A significant concern for many employers facing a representation election or its aftermath is losing the flexibility to appropriately handle employee disciplinary issues. The National Labor Relations Board (NLRB) did not do employers with these concerns any favors with its decision in Alan Ritchey Inc. near the close of the calendar year. Through this decision, with a three-member majority consisting of Chairman Mark Gaston Pearce and members Richard Griffin and Sharon Block, the board imposed new obligations to bargain following an election. Under the new standard, an employer must bargain over matters of discretionary discipline following the election of a union and prior to implementing a collective bargaining agreement.
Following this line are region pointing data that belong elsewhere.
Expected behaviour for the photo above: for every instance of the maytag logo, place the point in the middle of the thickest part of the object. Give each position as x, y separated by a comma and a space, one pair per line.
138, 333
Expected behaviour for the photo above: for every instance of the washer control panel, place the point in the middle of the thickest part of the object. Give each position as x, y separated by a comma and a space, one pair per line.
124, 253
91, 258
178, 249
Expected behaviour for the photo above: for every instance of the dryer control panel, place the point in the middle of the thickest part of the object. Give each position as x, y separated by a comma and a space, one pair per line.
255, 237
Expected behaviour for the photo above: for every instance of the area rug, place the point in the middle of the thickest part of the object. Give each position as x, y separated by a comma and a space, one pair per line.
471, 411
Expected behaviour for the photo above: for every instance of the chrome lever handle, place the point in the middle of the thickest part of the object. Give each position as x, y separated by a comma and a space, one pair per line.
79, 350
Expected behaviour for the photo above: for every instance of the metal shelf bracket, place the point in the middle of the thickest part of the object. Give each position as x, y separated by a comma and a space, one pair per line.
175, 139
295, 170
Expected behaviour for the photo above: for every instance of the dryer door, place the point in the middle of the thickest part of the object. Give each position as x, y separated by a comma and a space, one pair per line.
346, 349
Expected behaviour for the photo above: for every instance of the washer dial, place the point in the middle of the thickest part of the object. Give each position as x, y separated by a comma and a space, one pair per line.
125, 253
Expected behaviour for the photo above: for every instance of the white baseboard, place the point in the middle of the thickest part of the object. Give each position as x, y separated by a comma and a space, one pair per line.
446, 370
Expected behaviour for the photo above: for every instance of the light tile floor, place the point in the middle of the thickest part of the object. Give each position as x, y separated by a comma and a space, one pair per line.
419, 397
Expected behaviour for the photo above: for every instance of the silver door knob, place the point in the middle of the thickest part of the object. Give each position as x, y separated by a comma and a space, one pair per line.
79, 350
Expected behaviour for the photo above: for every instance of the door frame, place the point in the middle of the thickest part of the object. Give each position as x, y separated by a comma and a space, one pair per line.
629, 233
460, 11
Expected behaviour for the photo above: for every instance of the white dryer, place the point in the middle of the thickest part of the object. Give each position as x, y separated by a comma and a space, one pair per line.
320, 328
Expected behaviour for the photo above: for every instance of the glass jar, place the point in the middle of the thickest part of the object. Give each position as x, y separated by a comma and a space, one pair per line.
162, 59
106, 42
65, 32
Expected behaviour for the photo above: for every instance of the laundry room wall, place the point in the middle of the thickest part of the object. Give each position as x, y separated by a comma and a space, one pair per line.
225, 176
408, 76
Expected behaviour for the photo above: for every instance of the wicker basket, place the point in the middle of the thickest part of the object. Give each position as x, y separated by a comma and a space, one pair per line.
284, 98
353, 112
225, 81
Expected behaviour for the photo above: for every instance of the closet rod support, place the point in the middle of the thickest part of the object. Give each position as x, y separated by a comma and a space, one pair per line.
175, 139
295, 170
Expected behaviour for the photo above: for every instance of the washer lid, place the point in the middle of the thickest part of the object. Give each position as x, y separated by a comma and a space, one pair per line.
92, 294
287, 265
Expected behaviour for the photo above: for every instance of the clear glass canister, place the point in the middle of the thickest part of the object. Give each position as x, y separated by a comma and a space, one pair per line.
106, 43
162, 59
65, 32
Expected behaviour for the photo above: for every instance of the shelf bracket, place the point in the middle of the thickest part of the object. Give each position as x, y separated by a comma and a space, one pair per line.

The board’s analysis began by recognizing that an employer violates Section 8(a)(5) of the National Labor Relations Act by making any unilateral changes to the terms and conditions of employment of represented employees. Further, those changes that have a “material, substantial, and significant impact” on the terms and conditions of employment are subject to bargaining before the employer may impose them on represented employees. With regard to disciplinary matters, the board explained that suspension, demotion and discharge are the types of action that have a material, substantial and significant impact. Those disciplinary measures that have a lesser impact and may be addressed in bargaining after they are imposed include oral and written warnings.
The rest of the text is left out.